Cystic masses/lesions of the adrenal gland are becoming common as a result of improved imaging facilities and techniques. Adrenal pseudocysts are rare neoplasms which occur more frequently in young and middle-aged women. Laparoscopic adrenalectomy is considered the gold standard treatment for benign adrenal lesions. This review describes our first experience and challenges of laparoscopic treatment of a large nonfunctional adrenal pseudocyst in a 41-year-old female. She presented with bothersome right flank pain and a computed tomography diagnosis of a calcified right adrenal cystic mass with benign features. She had laparoscopic right adrenalectomy, and the histopathological diagnosis of the cyst was confirmed as an adrenal pseudocyst.

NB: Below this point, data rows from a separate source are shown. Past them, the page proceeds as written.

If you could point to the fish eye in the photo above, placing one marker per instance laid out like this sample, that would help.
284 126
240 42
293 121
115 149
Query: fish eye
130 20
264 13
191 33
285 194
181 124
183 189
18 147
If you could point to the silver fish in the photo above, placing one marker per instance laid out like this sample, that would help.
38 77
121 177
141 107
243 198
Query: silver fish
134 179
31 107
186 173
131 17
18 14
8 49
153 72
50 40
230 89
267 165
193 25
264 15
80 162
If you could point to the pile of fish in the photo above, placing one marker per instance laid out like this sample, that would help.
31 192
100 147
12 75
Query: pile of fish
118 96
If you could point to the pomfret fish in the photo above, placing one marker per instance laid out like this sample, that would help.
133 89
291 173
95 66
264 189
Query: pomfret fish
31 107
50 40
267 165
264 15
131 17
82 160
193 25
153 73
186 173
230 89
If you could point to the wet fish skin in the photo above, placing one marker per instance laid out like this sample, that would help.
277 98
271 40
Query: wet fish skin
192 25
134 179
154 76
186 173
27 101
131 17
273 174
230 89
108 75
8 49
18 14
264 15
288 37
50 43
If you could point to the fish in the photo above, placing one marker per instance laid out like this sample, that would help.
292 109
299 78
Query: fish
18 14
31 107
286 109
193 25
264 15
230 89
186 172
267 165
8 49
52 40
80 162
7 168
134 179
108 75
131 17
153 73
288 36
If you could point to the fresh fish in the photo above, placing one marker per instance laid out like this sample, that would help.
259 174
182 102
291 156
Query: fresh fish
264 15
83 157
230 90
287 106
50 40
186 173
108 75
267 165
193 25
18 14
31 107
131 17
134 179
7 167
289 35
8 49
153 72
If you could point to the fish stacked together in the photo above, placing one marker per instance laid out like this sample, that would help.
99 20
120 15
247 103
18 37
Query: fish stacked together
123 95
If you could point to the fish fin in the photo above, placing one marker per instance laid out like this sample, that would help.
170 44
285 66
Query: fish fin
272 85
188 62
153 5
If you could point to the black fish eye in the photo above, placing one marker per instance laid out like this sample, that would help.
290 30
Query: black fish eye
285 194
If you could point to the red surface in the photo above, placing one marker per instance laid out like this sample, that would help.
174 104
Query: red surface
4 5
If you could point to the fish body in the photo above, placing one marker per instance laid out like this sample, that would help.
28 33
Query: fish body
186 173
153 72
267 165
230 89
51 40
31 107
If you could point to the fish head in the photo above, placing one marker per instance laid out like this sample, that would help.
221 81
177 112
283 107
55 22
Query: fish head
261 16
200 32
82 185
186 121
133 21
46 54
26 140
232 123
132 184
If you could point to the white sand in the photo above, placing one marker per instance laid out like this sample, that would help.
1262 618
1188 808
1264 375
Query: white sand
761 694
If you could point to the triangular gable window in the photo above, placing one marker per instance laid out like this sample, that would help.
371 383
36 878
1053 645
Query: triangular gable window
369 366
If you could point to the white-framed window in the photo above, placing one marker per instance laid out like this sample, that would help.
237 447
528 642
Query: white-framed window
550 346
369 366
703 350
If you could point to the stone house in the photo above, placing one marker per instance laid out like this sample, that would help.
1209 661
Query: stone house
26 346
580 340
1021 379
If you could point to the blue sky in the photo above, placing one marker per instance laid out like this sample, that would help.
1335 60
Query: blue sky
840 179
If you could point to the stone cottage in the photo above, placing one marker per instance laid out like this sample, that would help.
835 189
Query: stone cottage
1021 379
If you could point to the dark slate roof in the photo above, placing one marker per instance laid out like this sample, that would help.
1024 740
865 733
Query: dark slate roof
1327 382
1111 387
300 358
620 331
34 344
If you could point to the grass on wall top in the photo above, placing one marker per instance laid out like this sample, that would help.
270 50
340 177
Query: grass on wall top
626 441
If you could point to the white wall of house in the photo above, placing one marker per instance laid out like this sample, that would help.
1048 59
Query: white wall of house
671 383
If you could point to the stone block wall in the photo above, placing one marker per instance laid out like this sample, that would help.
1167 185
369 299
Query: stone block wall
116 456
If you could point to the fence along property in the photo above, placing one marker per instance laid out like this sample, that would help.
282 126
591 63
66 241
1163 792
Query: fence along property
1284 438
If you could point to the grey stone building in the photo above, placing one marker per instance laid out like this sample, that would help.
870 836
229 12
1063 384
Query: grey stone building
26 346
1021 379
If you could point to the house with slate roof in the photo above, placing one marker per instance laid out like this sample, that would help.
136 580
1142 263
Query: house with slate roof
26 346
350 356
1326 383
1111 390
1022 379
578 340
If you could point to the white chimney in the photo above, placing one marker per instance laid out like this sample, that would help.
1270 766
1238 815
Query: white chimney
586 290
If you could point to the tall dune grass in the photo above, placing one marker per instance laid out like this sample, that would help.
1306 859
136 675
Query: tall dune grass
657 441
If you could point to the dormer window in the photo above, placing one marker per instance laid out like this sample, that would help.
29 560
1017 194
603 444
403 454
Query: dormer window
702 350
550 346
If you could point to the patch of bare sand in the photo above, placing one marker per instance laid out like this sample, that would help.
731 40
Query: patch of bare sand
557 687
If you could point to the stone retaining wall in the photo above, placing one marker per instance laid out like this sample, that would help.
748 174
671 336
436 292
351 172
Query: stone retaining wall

Keywords: Adrenal, adrenalectomy, incidentalomas, laparoscopic, pseudocysts


How to cite this article:
Balogun OS, Jeje EA, Bolarinwa BK, Fatuga AL. Laparoscopic adrenalectomy for a large adrenal cyst. J Clin Sci 2019;16:98-100

How to cite this URL:
Balogun OS, Jeje EA, Bolarinwa BK, Fatuga AL. Laparoscopic adrenalectomy for a large adrenal cyst. J Clin Sci [serial online] 2019 [cited 2019 Sep 22];16:98-100. Available from: http://www.jcsjournal.org/text.asp?2019/16/3/98/262066




  Introduction Top


Adrenal cysts account for <6% of newly discovered incidentalomas. Most adrenal cysts are found in women between the third and fifth decades of life.[1] Adrenal cysts occur in four distinct histologic forms: epithelial, endothelial, parasitic, and pseudocysts.[2] Adrenal pseudocysts lack true epithelial or endothelial lining and may originate from the cortex or medulla of the adrenal gland.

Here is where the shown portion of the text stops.